La tragédie du bâtiment effondré à la Casbah, par-delà le “dégagement” du wali Zoukh par les citoyens, est plus éloquente quant à la politique de l’apparat enracinée dans les mœurs des pouvoirs publics.

Le ravalement de façade des bâtiments alentour, effectué à l’occasion de l’inauguration de la mosquée Ketchaoua par Bouteflika, a révélé cette fois non seulement sa teneur hypocrite et trompeuse, mais aussi son versant criminel, puisqu’il y a eu mort d’hommes.

En effet, le bâtiment en question situé dans la Basse-Casbah, d’où les pompiers, intervenant comme toujours au péril de leur vie, sortaient les corps des victimes, mortes ou blessées, arbore une blancheur éclatante, les murs ayant été soigneusement crépis et chaulés avant l’arrivée de la délégation officielle de l’ex-président, il y a juste un an.

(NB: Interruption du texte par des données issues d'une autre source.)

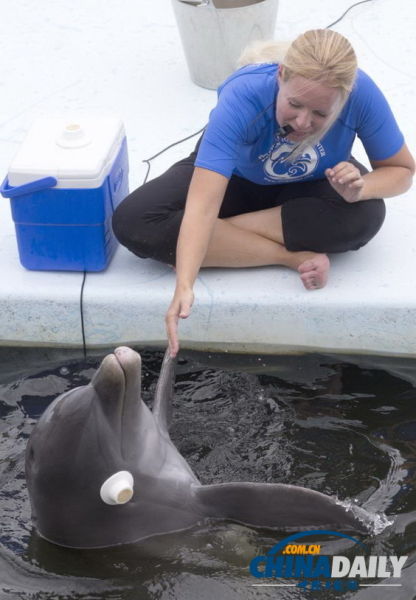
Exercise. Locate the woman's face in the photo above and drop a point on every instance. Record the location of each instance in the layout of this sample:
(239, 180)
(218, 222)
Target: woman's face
(304, 105)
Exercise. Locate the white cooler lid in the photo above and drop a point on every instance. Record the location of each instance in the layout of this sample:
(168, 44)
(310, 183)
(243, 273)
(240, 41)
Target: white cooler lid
(78, 151)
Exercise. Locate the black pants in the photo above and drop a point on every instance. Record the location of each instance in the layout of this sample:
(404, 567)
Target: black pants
(314, 216)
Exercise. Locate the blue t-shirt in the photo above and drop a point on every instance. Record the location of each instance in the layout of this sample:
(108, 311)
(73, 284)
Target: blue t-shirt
(242, 137)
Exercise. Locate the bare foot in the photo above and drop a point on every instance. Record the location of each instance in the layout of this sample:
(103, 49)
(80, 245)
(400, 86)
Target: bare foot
(314, 272)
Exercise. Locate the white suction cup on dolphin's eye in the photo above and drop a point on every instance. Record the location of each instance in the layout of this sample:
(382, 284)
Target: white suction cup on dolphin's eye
(117, 489)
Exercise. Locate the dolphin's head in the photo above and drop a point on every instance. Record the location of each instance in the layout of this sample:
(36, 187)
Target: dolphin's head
(95, 460)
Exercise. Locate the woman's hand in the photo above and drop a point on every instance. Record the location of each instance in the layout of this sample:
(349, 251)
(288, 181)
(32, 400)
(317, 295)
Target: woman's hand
(347, 180)
(180, 308)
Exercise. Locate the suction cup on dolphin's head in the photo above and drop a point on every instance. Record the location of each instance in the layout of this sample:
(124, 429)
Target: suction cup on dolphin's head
(117, 489)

Ce vernis, étalé sur la devanture sert évidemment à masquer l’état de délabrement avancé des murs et cloisons internes et ce qui devait arriver a fini par arriver.

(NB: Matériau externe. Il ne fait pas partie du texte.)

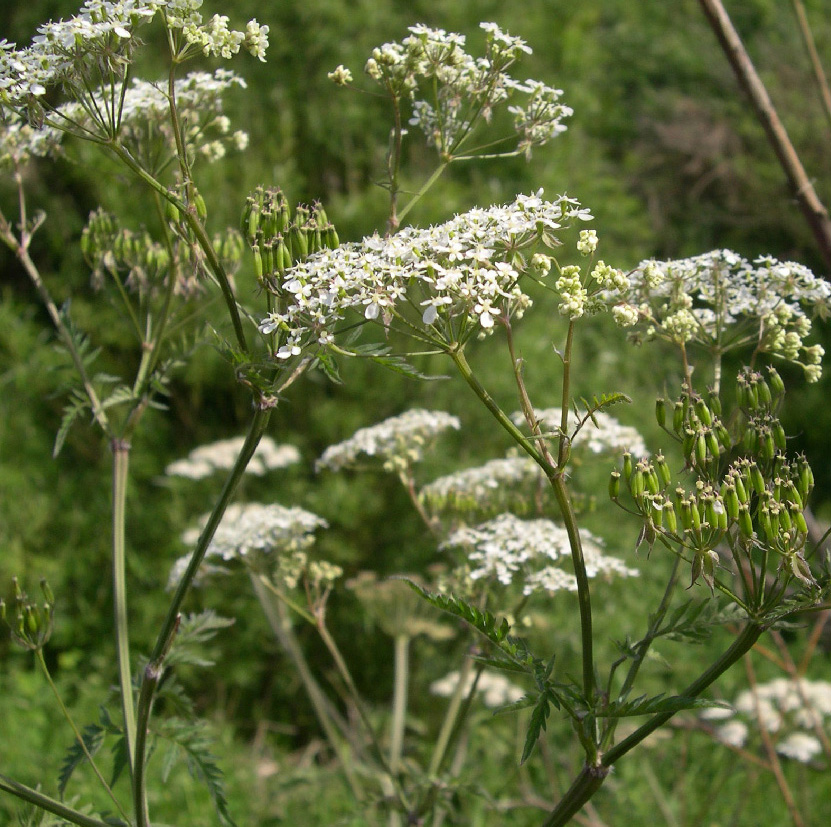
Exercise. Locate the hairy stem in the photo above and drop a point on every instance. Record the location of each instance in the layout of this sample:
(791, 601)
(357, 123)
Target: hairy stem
(51, 805)
(78, 736)
(121, 463)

L’effondrement de la partie interne, donc non visible de la bâtisse a fusé comme un ultime cri de révolte contre cette manie de peinturlurer et de maquiller ce qui est apparent pour que les supérieurs, ministres ou Président, soient satisfaits de leurs subalternes.

En réalité, et c’est là le drame dans le drame, ces responsables politiques sont tous au courant de la supercherie et jouent le jeu de l’hypocrisie mutuellement partagée.

Il se raconte que Boumediene, lors de l’inauguration d’un village socialiste au milieu des années 70,  a arrêté sa marche, feignant la fatigue. Il a fait mine de se reposer en tenant un arbuste, qu’il a retenu juste avant qu’il ne tombe. L’arbuste, et tous ” ses pairs ” le long de l’allée du village à inaugurer, avait bien sûr été planté la veille.

Boumediene a piqué une colère noire sur cette tromperie, avec cette formule à l’adresse de tous les responsables ” si vous continuez dans cette voie, le soleil ne se lèvera pas sur vous pendant des siècles ! “.

Depuis, Boumediene est mort. Les pratiques de leurre, de maquillage et de démagogie qu’il a dénoncées sont par contre toujours là. On continue devant Dieu et ses créatures à repeindre, à bitumer et à planter à la va-vite. Et au diable la conscience de l’élu et du commis locaux! Et au diable le besoin du citoyen aspirant à un Smig de qualité de vie!

Le ravalement de façades par les responsables locaux est plus difficile à déloger des esprits que les décombres qu’ils ont induits par cette pratique criminelle.